その瞳に見覚えがあって、和は背中にゾクンと寒いものが走った。
「──万里亜が手に入らなくて残念だったな」
「……何故、今になって万里亜をこんな目に遭わせた」
胸の奥の焦げるような怒りと、涙の余韻で和の声は震える。
和の感情を抑えようとするように、万里亜は血まみれになった手で、彼のシャツの袖を掴んだ。

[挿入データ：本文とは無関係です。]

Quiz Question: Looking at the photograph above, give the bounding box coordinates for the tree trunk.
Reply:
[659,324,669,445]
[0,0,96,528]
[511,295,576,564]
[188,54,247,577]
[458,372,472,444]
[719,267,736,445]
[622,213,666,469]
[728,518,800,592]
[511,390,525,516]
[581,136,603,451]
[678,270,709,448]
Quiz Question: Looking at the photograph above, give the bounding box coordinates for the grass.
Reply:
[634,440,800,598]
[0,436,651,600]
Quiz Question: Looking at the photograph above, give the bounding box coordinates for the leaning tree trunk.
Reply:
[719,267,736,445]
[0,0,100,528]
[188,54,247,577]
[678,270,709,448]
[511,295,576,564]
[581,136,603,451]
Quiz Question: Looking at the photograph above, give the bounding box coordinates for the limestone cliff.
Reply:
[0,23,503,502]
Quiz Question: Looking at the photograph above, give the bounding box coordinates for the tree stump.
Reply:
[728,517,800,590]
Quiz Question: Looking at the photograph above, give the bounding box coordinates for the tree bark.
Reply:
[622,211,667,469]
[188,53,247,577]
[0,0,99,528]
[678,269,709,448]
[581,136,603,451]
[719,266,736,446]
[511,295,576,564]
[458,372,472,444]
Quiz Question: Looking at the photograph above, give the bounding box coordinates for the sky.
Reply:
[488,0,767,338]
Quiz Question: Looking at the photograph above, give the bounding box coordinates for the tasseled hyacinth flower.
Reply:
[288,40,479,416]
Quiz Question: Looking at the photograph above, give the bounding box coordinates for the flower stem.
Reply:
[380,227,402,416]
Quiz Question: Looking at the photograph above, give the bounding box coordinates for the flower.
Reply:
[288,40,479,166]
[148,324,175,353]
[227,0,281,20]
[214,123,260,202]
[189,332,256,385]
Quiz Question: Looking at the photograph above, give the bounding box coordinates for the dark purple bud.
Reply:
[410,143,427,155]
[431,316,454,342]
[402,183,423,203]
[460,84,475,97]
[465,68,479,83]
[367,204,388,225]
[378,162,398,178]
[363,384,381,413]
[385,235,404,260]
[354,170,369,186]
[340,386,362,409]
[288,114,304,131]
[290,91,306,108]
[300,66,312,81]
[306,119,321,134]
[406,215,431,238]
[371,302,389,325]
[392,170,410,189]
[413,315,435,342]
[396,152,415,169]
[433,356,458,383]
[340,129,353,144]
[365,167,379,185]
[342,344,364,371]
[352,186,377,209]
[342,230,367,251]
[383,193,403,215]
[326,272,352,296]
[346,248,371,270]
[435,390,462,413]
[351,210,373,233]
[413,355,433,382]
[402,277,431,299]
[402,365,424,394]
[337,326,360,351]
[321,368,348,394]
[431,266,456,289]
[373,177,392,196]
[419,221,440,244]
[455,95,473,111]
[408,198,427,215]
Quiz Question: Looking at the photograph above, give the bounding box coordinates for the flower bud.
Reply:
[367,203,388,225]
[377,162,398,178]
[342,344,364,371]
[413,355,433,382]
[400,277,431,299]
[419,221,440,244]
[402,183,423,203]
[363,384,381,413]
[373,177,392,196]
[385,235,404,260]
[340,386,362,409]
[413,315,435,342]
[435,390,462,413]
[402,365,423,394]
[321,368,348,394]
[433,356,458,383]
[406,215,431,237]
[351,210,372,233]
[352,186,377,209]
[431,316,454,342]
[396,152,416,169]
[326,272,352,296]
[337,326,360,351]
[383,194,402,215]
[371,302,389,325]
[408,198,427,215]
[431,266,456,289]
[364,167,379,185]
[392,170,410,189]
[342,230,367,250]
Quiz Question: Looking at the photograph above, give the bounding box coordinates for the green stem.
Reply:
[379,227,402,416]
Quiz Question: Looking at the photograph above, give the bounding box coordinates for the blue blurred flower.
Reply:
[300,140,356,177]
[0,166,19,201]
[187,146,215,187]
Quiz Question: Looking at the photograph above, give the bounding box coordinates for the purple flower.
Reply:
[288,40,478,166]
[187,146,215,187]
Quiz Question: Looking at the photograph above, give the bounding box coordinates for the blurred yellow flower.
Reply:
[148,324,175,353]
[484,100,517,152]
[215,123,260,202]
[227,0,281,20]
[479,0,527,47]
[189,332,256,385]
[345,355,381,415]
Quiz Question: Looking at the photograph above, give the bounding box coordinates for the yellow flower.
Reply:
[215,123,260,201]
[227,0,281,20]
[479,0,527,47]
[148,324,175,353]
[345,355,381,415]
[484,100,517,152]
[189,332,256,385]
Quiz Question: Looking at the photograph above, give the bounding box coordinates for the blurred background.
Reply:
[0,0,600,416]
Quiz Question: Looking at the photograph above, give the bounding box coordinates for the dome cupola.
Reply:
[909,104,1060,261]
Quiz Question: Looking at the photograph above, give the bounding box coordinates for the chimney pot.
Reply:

けれど、力の入らない指先では満足にそれが出来ず、サテンの生地で滑り落ちる。
「散々苦しめて、傷め付けて──そんなことをするくらいなら、どうして……!」
「百合亜と一緒に殺さなかったのか、か?」
澄人のはだけたワイシャツから覗く鎖骨が、雨に濡れてきらりと光る。遠くの街灯のせいだ。澄人は少し面倒そうに髪をかき上げると、真っすぐに和を見る。
和は対峙する紅い瞳に潜む、底知れぬ魔物にこれ以上何も奪わせまいと、強く見つめ返した。